4. If a seller asks you to use ‘Send money to friends and family’ so they do not have to pay a seller’s fee, don’t do it! Even if you don’t care about having a complaints procedure, this can put your account in danger! ‘Friends and family’ transactions can still look like business sales, either due to item names, the fact you are paying a business account (and you can’t always tell), or just because a bunch of transactions like yours went through the other seller’s account. If PayPal identifies these as suspicious you could end up with your account frozen, jeopardising all your other business transactions and any funds you have! It is completely unprofessional (but all too common) for a seller to ask you to use this option – it is fraudulently depriving PayPal of their fee! The fee is also very small, and commensurate with normal bank fees for the service PayPal provide. I always question doing business with people who are so greedy about such small amounts – any business/pricing model should be able to cope with banking fees, and if they are happy to flout rules on this what else are they flouting?

5. Be very careful which buttons you incorporate into your website! If you choose the wrong one you will lose any cash you have collected with it, sometimes minus a fee! Don’t rely on your judgement, look at the PayPal rules. A prime example of this is misuse of the ‘Donate’ button. DO NOT USE the ‘Donate’ button unless you are a registered charity or non-profit, it just isn’t worth the risk. Instead, try using something that reads ‘Buy me a coffee’ or ‘Support our Podcast‘ – just don’t use the word ‘donate’.

6. ‘Charge backs’ are normal, so always communicate plenty with your customer.
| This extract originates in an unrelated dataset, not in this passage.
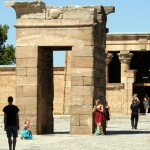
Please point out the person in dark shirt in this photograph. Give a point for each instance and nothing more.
(134, 113)
(11, 122)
A ‘charge back’ is when your customer has reported your sale as an unrecognised or unlawful transaction in their account. This could be because they didn’t recieve their goods, they were not of the promised quality, or simply that the customer is deliberately lying in order to reclaim their money. They are a usual thing for businesses to deal with occasionally, and international banking standards give the benefit of the doubt to the customer and take the money immediately from your business account. The onus is then on you to prove that the transaction was authorised by the customer originally, that the goods arrived, etc. You can do this by showing order confirmation emails, postal receipts, etc.

7. Which brings me nicely to the last point. Never, ever, ever use Paypal to accept a payment and then post the item without recorded delivery or allow the buyer to collect,  unless you are okay with potentially losing the money. The only time you will ever be covered for your loss when a payment is reversed is if you have posted within seven days using a tracked form of delivery. A popular scam is for buyers to insist on collection, then reverse/chargeback the payment – you are left with no recourse. Do not allow collections paid via PayPal – only cash or card at the premises upon collection. Send large or international orders in a way that gets a signature on delivery. Weigh up for yourself whether spending more on signatures for small orders is worth more than just replacing orders which somehow go astray and don’t arrive.